Ткач страшно удивился, даже руками развел:
— Ну-у, ос-кор-бляете! Никто и не думал! Я по душам, мне же надо рабочим растолковать, я не за себя!.. А за семнадцать часов никто внутренний сальник не будет вам вытаскивать!
Старик вздохнул.
— В наряде ничего не сказано о внутреннем сальнике, — уступчиво сказал он. — Читайте: ремонт
Ткач обрадованно схватил наряд.
— Ах ты, грех! Это ж Кузьма виноват! Я мигом!
Он вылетел в гараж искать мастера, ватник взвился за плечами, словно кавалерийская бурка-недомерок. И тотчас его место занял Ворожейкин.
Мордвин Ворожейкин (Эрзя, как после узнал Павел, вовсе не имя, а национальность) выглядел куда аккуратнее бригадира. Было нечто армейское, щеголеватое в хорошо подогнанной спецовке, забранной под тугой флотский ремень. В разрезе ворота голубела удалая рябь тельняшки, а морская фуражка с крабом сидела на лохматой голове точно по уставу: чуть набекрень, козырек на два пальца от бровей. Судя по чистым сапогам, нельзя было предположить, что на дворе непролазная грязища.
Ворожейкин молча положил на стол Резникова три сотенные бумажки и возвратился к порогу. Сказал желчно:
— Я ж просил не начислять за Мишку. На кой ляд всучили в платежку?
Павел с недоумением глянул на Резникова, а тот уставился на бухгалтера.
— За обучение, что ли?
— Начислено правильно, — сказал Васюков, оставив в покое костяшки. — Ты чего бунтуешь, Ворожейкин?
— А то, что мы с Мишкиной матерью соседи! И отца у него убили в войну! А перед тем я у него в учениках ходил и Севастьян меня бесплатно в слесаря выводил! Держал в напарниках форменным сопляком… Себе в убыток, чтобы наши с голоду не пропали. Понятно вам это?
Передохнув, Ворожейкин внятно добавил:
— Какие мне за него деньги теперь? Чтоб поперек горла?
Он уже качнулся к двери и руку на скобу кинул, но Резников остановил. Поднялся вдруг из-за стола во весь свой длинный рост, смущенно протянул чистый лист бумаги.
— Вы… извините нас, пожалуйста, Ворожейкин… Меня лично. Движение души, так сказать, но придется все-таки написать заявление по форме, чтобы оприходовать. Садитесь за мой стол. — Старик с опаской и неприязнью глянул на деньги.
Эрзя пожал плечами. Перед тем как взять бумагу, вытер ветошью смуглые, пропитанные соляркой пальцы.

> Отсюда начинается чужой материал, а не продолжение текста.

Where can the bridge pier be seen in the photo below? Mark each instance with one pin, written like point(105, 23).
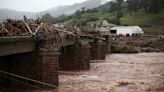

— Да вот, пускай Терновой напишет, а я подпишу. Я слыхал, его Селезнев тоже даром учил, дело не новое…
В дверях он посторонился: в контору снова вломился Ткач в сопровождении мастера.
Кузьма Кузьмич обеспокоенно присел около Резникова, зачастил птичьей скороговоркой:
— Ты, Васильич, на этого горлохвата не обижайся, а норму поправь: моя ошибка. Бортовую-то напрочь разбирали, оба сальника потекли. Вот, в наряде я дописал.
В наряде празднично светилась свежая
Резников пытливо скосил старческие дальнозоркие глаза на Кузьму Кузьмича — дескать, жулики вы оба! — потом мельком на бригадира.
— Не о чем было и шуметь… Идите работайте. Я поправлю.
Павел взял пачку нарядов к себе и долго рассматривал верхний листок с исправленной нормой.
Наряд был выписан слесарю Таранику, бессменному передовику — фамилия его значилась на Доске почета рядом с именами Селезнева и его, Павла. Тараника он не знал, но поправка показалась сомнительной, потому что он хорошо знал бригадира.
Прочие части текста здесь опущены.